I came up with a hackish way to get something that at least approximates what you want, I think. It will at least get you something that will evaluate in a trinary fashion in if/else and other boolean eval instances.
class Yes(object):
def __nonzero__(self):
return True
class No(object):
def __nonzero__(self):
return False
class Unknown(object):
def __nonzero__(self):
raise ValueError('Unknown typed values do not evaluate to True/False. Try using Ternary.eval().')
class Ternary(object):
def __init__(self, yes, no, unknown):
setattr(self, yes, Yes())
setattr(self, no, No())
setattr(self, unknown, Unknown())
@staticmethod
def eval(value, unknown_eval):
if isinstance(value, Unknown):
return unknown_eval
return bool(value)
Usage:
t = Ternary('yes', 'no', 'unknown')
# Do stuff to assign ternary value to x
if Ternary.eval(x, True):
print 'x is yes or unknown'
if Ternary.eval(x, False):
print 'x is yes only'
You could make Yes, No, and Unknown pseudo-singletons which would let you refine eval a little bit. You could still do simple if checks when you know that your value is going to be yes or no, but if you tried to do a straight bool() (ie if x) on Unknown you'd get a TypeError. This would make your code more explicit though, as every time you checked a value of the trinary type, you'd have to define in your code how you wanted unknown to be treated in the context of that conditional, so that would be a plus.
Edit:
I thought of an alternative that would require less special handling but less flexible. Alter above thusly:
class Unknown(object):
def __init__(self, eval):
self._eval = eval
def __nonzero__(self):
return self._eval
class Ternary(object):
def __init__(self, yes, no, unknown, unknown_eval):
setattr(self, yes, Yes())
setattr(self, no, No())
setattr(self, unknown, Unknown(unknown_eval))
Usage:
t1 = Ternary('yes', 'no', 'unknown', True)

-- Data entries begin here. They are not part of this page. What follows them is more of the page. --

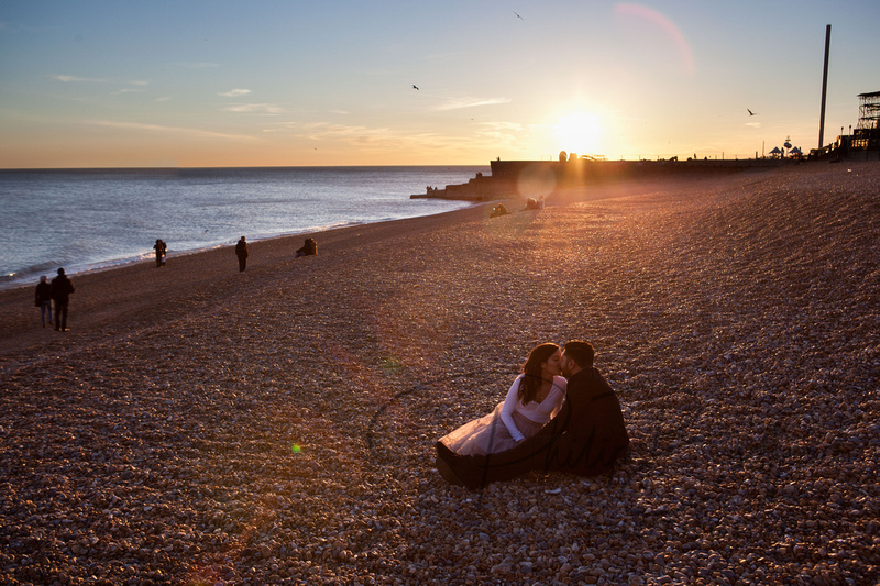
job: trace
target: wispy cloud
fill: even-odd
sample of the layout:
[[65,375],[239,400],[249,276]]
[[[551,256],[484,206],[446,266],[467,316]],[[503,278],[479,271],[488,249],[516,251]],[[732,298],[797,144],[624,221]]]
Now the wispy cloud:
[[74,81],[103,81],[103,79],[91,79],[89,77],[77,77],[74,75],[54,75],[52,78],[57,79],[58,81],[64,81],[65,84],[70,84]]
[[239,103],[235,106],[227,106],[220,109],[221,112],[237,112],[237,113],[263,113],[263,114],[280,114],[284,112],[283,108],[272,103]]
[[220,67],[219,64],[210,62],[178,62],[175,65],[178,67],[186,67],[187,69],[209,69],[212,67]]
[[222,91],[218,93],[218,96],[223,96],[224,98],[238,98],[239,96],[246,96],[251,93],[250,89],[231,89],[229,91]]
[[141,132],[158,132],[165,134],[179,134],[197,139],[232,139],[237,141],[255,141],[253,136],[244,134],[227,134],[223,132],[211,132],[200,129],[188,129],[184,126],[163,126],[160,124],[144,124],[141,122],[120,122],[116,120],[95,120],[92,124],[111,129],[131,130]]
[[496,106],[498,103],[509,103],[510,98],[452,98],[447,103],[437,107],[437,110],[461,110],[463,108],[476,108],[479,106]]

t2 = Ternary('yes', 'no', 'unknown', False)
# Do stuff to assign ternary values to x1 and x2
if x1:
print 'x is yes or unknown'
if x2:
print 'x is yes only'
This has the benefit of allowing nonzero to work as spec calls for in Unknown, but it has the downside of having the eval for Unknown set in stone from instantiation and of no longer allowing Unknown to be a pseudo-singleton.